Si James Comey ne s’était pas gêné pour intervenir deux fois dans le dossier des courriels de Mme Clinton, on déplorait que le président ait préféré s’abstenir de commenter par crainte d’être accusé de partisanerie. Pourquoi rédiger un billet sur ce sujet cet après-midi si je considère que ces accusations ridicules ne servent qu’à détourner l’attention des problèmes de l’administration? D’abord pour répondre aux lecteurs du blogue qui appuient le président et qui croient que j’ignore sciemment des «magouilles» démocrates, mais, surtout, pour préciser que même les élus républicains n’appuieront pas leur président dans ce dossier. 

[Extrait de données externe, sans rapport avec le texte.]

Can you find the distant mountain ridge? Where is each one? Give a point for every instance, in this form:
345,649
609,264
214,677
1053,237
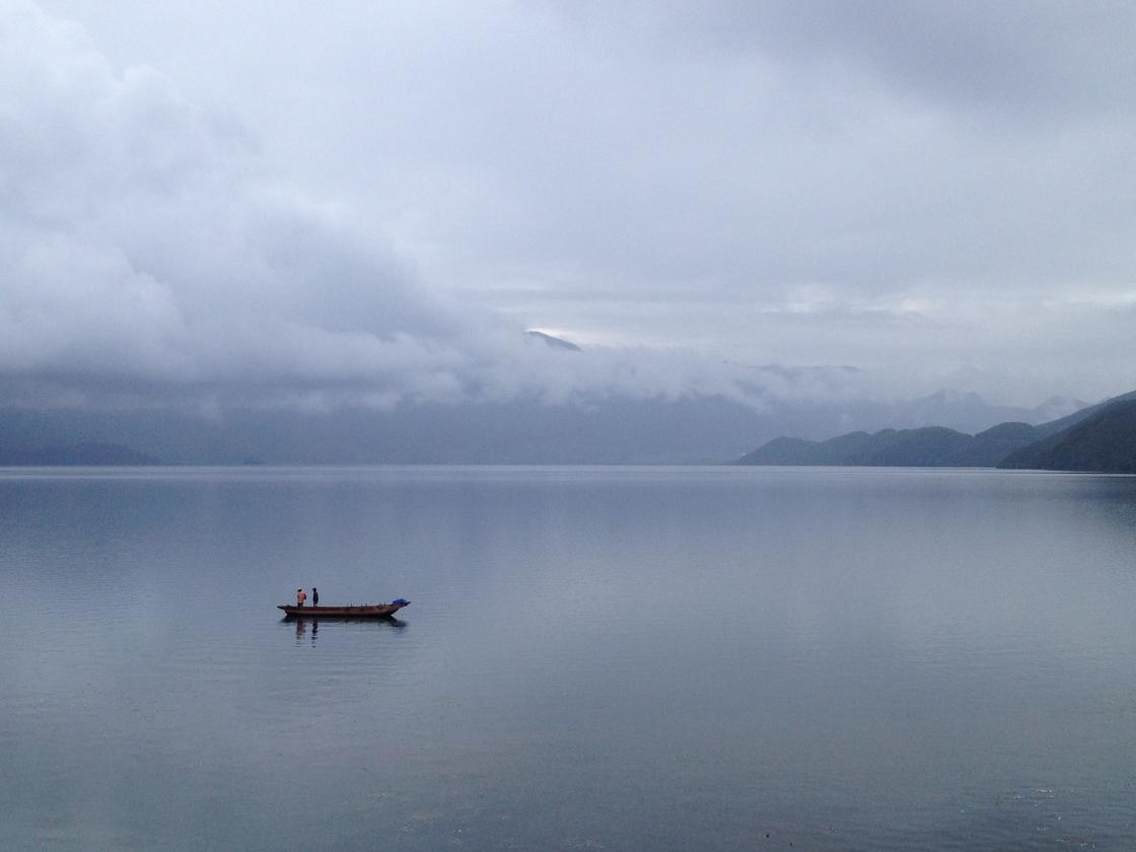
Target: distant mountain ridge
1097,437
1104,441
89,452
928,447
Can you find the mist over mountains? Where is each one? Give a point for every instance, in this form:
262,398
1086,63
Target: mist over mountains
585,429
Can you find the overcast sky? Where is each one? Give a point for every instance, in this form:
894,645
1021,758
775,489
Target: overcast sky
372,200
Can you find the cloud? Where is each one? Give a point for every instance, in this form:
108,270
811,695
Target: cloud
141,243
913,190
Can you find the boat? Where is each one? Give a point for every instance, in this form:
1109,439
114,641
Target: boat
365,610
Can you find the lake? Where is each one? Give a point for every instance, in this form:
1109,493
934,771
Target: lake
593,659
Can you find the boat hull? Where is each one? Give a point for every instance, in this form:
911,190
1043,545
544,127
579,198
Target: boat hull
370,610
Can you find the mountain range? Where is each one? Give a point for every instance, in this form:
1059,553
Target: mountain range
1099,437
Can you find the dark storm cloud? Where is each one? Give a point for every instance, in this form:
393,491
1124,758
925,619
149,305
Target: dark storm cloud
389,195
1054,60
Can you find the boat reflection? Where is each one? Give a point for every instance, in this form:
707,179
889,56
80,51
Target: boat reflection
303,624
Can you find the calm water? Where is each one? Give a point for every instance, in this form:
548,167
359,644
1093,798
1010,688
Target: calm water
599,659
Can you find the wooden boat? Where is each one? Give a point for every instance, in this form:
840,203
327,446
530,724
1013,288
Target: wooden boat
366,610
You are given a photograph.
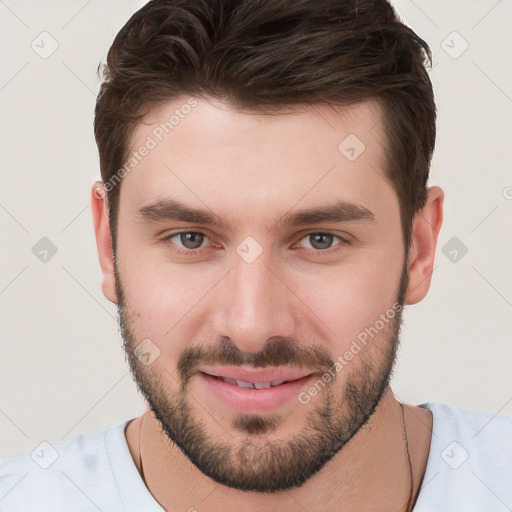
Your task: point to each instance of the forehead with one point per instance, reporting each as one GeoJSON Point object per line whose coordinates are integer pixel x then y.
{"type": "Point", "coordinates": [205, 153]}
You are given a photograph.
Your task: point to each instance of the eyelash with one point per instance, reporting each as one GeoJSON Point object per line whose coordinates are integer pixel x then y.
{"type": "Point", "coordinates": [331, 250]}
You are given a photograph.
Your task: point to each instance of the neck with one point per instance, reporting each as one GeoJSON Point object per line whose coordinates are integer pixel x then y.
{"type": "Point", "coordinates": [370, 473]}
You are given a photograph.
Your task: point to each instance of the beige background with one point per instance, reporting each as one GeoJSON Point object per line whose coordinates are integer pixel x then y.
{"type": "Point", "coordinates": [62, 371]}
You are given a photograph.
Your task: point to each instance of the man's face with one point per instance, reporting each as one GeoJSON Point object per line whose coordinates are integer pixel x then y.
{"type": "Point", "coordinates": [263, 286]}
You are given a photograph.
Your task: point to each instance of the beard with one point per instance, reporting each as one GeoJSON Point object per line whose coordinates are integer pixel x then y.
{"type": "Point", "coordinates": [256, 462]}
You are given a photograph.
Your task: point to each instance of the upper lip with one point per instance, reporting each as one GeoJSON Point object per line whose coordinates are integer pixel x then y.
{"type": "Point", "coordinates": [256, 375]}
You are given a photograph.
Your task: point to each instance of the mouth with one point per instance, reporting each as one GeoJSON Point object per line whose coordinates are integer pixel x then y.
{"type": "Point", "coordinates": [254, 385]}
{"type": "Point", "coordinates": [260, 393]}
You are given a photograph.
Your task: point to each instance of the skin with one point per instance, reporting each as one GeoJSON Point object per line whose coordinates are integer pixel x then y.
{"type": "Point", "coordinates": [252, 169]}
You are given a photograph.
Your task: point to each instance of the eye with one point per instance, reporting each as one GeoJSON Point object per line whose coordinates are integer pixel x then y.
{"type": "Point", "coordinates": [323, 241]}
{"type": "Point", "coordinates": [188, 240]}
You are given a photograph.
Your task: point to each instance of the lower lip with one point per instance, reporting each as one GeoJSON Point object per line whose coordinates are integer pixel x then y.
{"type": "Point", "coordinates": [255, 401]}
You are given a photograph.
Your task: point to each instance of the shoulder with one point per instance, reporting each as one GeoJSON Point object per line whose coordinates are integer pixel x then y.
{"type": "Point", "coordinates": [50, 477]}
{"type": "Point", "coordinates": [470, 461]}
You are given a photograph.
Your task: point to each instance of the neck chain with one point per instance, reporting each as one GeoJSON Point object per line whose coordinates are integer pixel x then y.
{"type": "Point", "coordinates": [406, 442]}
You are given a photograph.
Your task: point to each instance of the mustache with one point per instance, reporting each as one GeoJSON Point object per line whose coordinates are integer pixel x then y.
{"type": "Point", "coordinates": [277, 352]}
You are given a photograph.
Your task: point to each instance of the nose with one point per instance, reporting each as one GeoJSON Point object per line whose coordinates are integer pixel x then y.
{"type": "Point", "coordinates": [254, 305]}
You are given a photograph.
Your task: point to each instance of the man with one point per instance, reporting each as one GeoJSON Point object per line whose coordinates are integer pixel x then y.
{"type": "Point", "coordinates": [262, 220]}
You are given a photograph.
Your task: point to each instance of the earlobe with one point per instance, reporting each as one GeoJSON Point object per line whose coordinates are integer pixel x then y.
{"type": "Point", "coordinates": [99, 207]}
{"type": "Point", "coordinates": [426, 226]}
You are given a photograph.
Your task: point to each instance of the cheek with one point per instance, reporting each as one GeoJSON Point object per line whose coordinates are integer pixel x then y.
{"type": "Point", "coordinates": [351, 296]}
{"type": "Point", "coordinates": [166, 303]}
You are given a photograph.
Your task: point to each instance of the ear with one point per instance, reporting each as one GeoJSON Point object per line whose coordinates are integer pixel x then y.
{"type": "Point", "coordinates": [426, 225]}
{"type": "Point", "coordinates": [99, 207]}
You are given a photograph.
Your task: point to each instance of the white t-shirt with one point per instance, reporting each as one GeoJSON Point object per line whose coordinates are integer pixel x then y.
{"type": "Point", "coordinates": [469, 469]}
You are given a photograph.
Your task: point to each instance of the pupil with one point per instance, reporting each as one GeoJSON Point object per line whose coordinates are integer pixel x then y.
{"type": "Point", "coordinates": [191, 240]}
{"type": "Point", "coordinates": [322, 241]}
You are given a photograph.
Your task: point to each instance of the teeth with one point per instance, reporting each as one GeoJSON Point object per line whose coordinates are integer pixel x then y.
{"type": "Point", "coordinates": [253, 385]}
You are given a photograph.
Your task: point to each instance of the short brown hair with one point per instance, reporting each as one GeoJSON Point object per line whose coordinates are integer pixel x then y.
{"type": "Point", "coordinates": [262, 55]}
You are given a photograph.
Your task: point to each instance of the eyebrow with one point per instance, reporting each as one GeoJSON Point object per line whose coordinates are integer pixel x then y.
{"type": "Point", "coordinates": [166, 210]}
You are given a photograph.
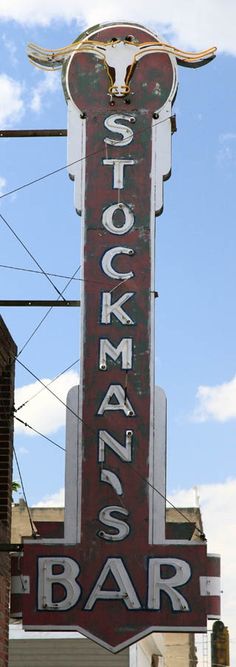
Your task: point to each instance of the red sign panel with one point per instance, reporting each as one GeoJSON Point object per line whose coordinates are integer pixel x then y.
{"type": "Point", "coordinates": [110, 578]}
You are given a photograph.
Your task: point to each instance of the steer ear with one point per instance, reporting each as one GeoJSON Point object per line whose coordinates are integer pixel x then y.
{"type": "Point", "coordinates": [48, 59]}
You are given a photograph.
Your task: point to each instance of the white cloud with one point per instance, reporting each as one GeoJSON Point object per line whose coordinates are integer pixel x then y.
{"type": "Point", "coordinates": [49, 84]}
{"type": "Point", "coordinates": [54, 500]}
{"type": "Point", "coordinates": [197, 24]}
{"type": "Point", "coordinates": [218, 503]}
{"type": "Point", "coordinates": [12, 104]}
{"type": "Point", "coordinates": [44, 412]}
{"type": "Point", "coordinates": [218, 403]}
{"type": "Point", "coordinates": [11, 48]}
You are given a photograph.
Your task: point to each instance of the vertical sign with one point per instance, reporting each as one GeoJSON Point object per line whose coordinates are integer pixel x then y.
{"type": "Point", "coordinates": [112, 577]}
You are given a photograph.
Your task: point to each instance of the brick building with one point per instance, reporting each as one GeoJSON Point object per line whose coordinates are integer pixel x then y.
{"type": "Point", "coordinates": [7, 367]}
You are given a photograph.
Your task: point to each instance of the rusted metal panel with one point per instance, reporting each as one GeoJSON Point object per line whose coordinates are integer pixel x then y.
{"type": "Point", "coordinates": [111, 579]}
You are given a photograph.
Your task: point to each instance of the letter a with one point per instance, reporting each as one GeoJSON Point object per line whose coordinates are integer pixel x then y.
{"type": "Point", "coordinates": [125, 591]}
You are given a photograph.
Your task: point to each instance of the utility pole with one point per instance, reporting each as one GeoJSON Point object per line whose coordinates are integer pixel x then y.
{"type": "Point", "coordinates": [220, 645]}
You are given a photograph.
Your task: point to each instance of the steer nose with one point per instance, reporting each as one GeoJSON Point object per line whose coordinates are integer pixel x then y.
{"type": "Point", "coordinates": [119, 91]}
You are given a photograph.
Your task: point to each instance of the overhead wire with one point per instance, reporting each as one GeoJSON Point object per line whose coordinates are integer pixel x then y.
{"type": "Point", "coordinates": [49, 383]}
{"type": "Point", "coordinates": [42, 435]}
{"type": "Point", "coordinates": [21, 268]}
{"type": "Point", "coordinates": [70, 164]}
{"type": "Point", "coordinates": [46, 314]}
{"type": "Point", "coordinates": [31, 255]}
{"type": "Point", "coordinates": [91, 429]}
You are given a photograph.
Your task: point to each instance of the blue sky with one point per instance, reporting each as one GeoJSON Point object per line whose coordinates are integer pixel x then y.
{"type": "Point", "coordinates": [195, 252]}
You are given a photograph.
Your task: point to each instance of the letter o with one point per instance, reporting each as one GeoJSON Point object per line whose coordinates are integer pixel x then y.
{"type": "Point", "coordinates": [107, 219]}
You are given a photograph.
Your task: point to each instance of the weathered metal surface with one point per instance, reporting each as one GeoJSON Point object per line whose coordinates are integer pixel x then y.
{"type": "Point", "coordinates": [111, 579]}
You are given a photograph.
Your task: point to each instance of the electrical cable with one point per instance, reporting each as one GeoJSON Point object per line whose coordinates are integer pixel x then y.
{"type": "Point", "coordinates": [39, 433]}
{"type": "Point", "coordinates": [202, 535]}
{"type": "Point", "coordinates": [42, 388]}
{"type": "Point", "coordinates": [46, 314]}
{"type": "Point", "coordinates": [70, 164]}
{"type": "Point", "coordinates": [34, 531]}
{"type": "Point", "coordinates": [20, 268]}
{"type": "Point", "coordinates": [57, 275]}
{"type": "Point", "coordinates": [30, 254]}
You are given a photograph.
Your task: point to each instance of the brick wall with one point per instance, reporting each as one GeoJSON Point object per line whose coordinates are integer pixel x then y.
{"type": "Point", "coordinates": [7, 356]}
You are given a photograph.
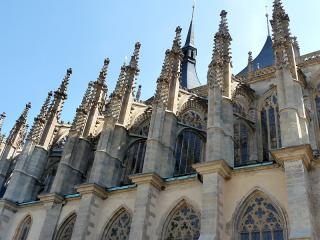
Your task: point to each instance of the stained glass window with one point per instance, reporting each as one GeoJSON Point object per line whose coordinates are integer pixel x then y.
{"type": "Point", "coordinates": [261, 220]}
{"type": "Point", "coordinates": [189, 150]}
{"type": "Point", "coordinates": [23, 229]}
{"type": "Point", "coordinates": [270, 126]}
{"type": "Point", "coordinates": [119, 228]}
{"type": "Point", "coordinates": [134, 159]}
{"type": "Point", "coordinates": [183, 224]}
{"type": "Point", "coordinates": [66, 229]}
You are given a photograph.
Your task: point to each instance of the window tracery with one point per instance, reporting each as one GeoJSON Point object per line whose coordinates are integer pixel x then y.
{"type": "Point", "coordinates": [23, 229]}
{"type": "Point", "coordinates": [189, 150]}
{"type": "Point", "coordinates": [261, 219]}
{"type": "Point", "coordinates": [133, 162]}
{"type": "Point", "coordinates": [66, 229]}
{"type": "Point", "coordinates": [241, 143]}
{"type": "Point", "coordinates": [183, 224]}
{"type": "Point", "coordinates": [48, 177]}
{"type": "Point", "coordinates": [270, 126]}
{"type": "Point", "coordinates": [119, 229]}
{"type": "Point", "coordinates": [192, 119]}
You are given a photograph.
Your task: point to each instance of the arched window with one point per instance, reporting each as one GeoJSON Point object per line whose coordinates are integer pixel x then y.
{"type": "Point", "coordinates": [48, 177]}
{"type": "Point", "coordinates": [23, 229]}
{"type": "Point", "coordinates": [182, 224]}
{"type": "Point", "coordinates": [270, 126]}
{"type": "Point", "coordinates": [119, 227]}
{"type": "Point", "coordinates": [192, 119]}
{"type": "Point", "coordinates": [8, 177]}
{"type": "Point", "coordinates": [134, 159]}
{"type": "Point", "coordinates": [261, 219]}
{"type": "Point", "coordinates": [189, 150]}
{"type": "Point", "coordinates": [66, 229]}
{"type": "Point", "coordinates": [241, 143]}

Le meneur républicain McConnell peut bien affirmer que Barack Obama «aurait dû se la fermer», il n’y aura pas de suite à la demande du président Trump. Il était intéressant d’écouter les républicains contourner les questions des journalistes sur ce point. S’ils disent tous comprendre la frustration du président, aucun d’entre eux ne s’aventurait à appuyer sa requête. 

Nous sommes habitués aux exagérations de Donald Trump et il a «livré la marchandise» une fois de plus dans ce dossier. Le crime commis par Obama serait le pire de l’histoire politique américaine! Watergate? De la petite bière... 

Lorsque des journalistes ont demandé au président de préciser la nature de ce terrible crime qu’il reproche à son prédécesseur, Donald Trump s’est contenté de répondre qu’il s'agissait d'une évidence et que tous devraient savoir de quoi il en retourne.  

Devriez-vous continuer à suivre de près cette histoire? Devons-nous être sur le qui-vive dans l’attente d’un véritable scandale d’ici l’élection de novembre? Il ne faut jamais exclure une surprise, surtout pas dans un contexte aussi volatile que celui de la COVID-19, mais cette surprise ne proviendra pas d’un complot imaginaire lié à l’administration Obama. 

Quand on sait à quel point les élus républicains ont renoncé à condamner les affirmations les plus folles ou les plus controversées de leur président, la retenue dont ils ont fait preuve hier ne peut être perçue que comme une preuve supplémentaire du manque de sérieux des accusations.